JULIE HYMAN: I think the effect of all of this is clear in terms of patient care, in terms of the effect on workers, as Myles alluded to. What about the economics of the hospital, right? We know that hospitals are already stretched because they are not able to do as many of those more profitable elective surgeries, for example, that fund hospital operations. So what then happens when you have worker shortages on top of that issue?

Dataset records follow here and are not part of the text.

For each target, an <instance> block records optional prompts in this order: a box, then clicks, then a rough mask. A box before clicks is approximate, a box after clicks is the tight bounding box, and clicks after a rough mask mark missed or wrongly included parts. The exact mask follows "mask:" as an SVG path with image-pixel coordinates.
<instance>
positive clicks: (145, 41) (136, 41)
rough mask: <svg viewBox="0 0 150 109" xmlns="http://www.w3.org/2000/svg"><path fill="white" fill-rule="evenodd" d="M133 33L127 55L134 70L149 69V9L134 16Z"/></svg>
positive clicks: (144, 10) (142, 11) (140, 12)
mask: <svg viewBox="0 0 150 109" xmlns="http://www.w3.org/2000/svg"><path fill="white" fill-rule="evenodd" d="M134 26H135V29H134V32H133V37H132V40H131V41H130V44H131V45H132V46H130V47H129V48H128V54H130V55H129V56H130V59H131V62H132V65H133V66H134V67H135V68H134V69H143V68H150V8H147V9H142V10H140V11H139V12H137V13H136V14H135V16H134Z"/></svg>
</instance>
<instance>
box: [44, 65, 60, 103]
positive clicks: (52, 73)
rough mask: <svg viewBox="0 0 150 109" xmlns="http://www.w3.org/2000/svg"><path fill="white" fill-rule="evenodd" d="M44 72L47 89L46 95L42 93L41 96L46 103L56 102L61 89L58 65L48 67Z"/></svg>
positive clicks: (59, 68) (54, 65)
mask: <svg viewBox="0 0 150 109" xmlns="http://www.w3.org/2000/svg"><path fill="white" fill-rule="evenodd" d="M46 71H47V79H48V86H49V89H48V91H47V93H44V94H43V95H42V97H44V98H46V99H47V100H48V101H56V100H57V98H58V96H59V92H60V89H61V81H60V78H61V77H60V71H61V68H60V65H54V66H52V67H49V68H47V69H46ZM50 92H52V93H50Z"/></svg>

PATRICIA PITTMAN: Well, there are a couple of economic considerations. One is, as we said, this question of elective surgeries, which initially in-- and during the pandemic, the federal government had asked hospitals to suspend elective surgery. So there was obviously a huge economic impact there. Currently they are allowed to proceed with them if they have the staff. So if they don't have the staff, they're obviously having to scale back those services.

The other economic factor, though, is that particularly in the case of nurses, we have this phenomenon of what's called per diem staffing agencies that provide nurses to the highest bidder, if you will. And in the early phases of the pandemic, they were really essential in terms of moving particularly nurses across states and taking them to where they were the most needed. At this point, however, because we have sort of the high hospitalization rates in all states, the problem is everyone wants those staffing agencies and so it's a bidding war.

And you may have read in the press today that there are nurses that are basically earning up to $11,000 a week to move around the country with these staffing agencies. The problem is, for those hospitals that are least advantaged economically, particularly rural critical access hospitals, that's essentially unaffordable. They've basically quadrupled the pricing for hospitals of using these travel agencies. So that's sort of an additional level of economic pressure on hospitals as they seek solutions to these staffing crises.

JULIE HYMAN: Wow, that is really fascinating and dismaying for those folks in those rural areas. Doctor, thank you so much for your time and for walking us through these issues. Dr. Patricia Pittman is George Washington University director of the Mullan Institute for Health Workforce Equity. We appreciate your time.

PATRICIA PITTMAN: Thanks so much for having me.